J’aimerais lui promettre que le temps
Effacera son tourment Mais je ne suis pas un magicien
Et lui mentir, ne sert à rien.
Tout ce que je peux faire C'est me taire. Pour laisser son silence
Exprimer sa souffrance
Je lui parle de la pilule du lendemain
En des termes plus communs C'est toujours tabou Par chez nous. Vous savez, cette guerre est terrible,
Et il m’est impossible D’empêcher ses ravages Alors j'en limite les dommages.
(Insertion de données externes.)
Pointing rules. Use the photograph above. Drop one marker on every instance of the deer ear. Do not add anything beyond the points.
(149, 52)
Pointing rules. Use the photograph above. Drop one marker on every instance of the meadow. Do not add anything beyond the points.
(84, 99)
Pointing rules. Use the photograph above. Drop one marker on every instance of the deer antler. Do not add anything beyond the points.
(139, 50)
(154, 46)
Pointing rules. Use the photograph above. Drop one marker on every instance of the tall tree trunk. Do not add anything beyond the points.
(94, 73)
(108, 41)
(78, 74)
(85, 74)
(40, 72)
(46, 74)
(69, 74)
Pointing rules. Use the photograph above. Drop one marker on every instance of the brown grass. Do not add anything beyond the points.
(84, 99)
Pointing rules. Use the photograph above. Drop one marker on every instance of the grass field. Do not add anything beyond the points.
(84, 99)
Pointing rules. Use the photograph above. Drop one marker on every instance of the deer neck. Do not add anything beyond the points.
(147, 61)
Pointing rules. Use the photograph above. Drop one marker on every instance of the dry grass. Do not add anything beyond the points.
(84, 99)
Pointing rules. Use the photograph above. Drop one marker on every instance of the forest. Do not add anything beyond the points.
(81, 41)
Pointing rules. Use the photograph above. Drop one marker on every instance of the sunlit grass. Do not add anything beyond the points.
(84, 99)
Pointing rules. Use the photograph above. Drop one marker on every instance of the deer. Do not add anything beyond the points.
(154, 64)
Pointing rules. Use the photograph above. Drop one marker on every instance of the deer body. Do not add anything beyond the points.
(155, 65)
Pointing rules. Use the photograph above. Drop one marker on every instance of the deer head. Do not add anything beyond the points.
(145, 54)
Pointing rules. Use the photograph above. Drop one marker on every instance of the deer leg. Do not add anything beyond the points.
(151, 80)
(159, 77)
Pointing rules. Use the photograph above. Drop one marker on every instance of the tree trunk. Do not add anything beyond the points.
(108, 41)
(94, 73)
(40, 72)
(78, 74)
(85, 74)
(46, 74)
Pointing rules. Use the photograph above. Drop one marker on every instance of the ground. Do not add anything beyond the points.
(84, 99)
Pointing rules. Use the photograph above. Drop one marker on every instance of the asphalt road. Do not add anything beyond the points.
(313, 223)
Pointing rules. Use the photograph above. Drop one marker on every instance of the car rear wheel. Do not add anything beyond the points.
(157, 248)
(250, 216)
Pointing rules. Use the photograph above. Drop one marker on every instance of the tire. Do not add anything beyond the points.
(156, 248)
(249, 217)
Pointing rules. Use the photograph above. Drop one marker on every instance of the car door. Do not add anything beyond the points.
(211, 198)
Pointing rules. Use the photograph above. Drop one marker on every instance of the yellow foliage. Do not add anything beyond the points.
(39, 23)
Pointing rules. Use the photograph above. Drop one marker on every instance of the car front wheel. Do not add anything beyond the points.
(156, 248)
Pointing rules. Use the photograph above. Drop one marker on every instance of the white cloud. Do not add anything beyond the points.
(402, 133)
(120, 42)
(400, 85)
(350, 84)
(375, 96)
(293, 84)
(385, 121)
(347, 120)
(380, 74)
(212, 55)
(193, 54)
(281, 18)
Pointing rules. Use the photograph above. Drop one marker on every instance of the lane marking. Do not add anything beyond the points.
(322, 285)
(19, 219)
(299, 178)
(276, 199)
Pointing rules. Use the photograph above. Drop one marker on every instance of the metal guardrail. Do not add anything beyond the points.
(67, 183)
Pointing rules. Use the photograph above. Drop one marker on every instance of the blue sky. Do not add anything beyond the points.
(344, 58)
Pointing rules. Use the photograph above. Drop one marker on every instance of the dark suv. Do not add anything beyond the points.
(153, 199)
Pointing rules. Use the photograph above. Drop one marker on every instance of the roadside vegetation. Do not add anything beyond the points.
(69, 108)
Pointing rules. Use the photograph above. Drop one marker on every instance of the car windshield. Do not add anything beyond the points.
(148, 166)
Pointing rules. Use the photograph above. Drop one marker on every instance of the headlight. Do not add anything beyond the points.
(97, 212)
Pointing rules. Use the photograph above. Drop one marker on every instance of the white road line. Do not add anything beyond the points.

Ces hommes ne devraient pas avoir
En plus le pouvoir De lui imposer une vie
Qu'elle n'aurait pas choisie.
8H10 Elle prend le comprimé Sans me regarder Je lui propose de se reposer ici Pour quelques secondes de répit
Mais elle s'est déjà levée. Les yeux encore mouillés. Elle porte sur le visage Un masque sans âge Comme lorsque l'on doit vieillir
Sans avoir eu le temps de grandir. À peine arrivée, elle était déjà partie.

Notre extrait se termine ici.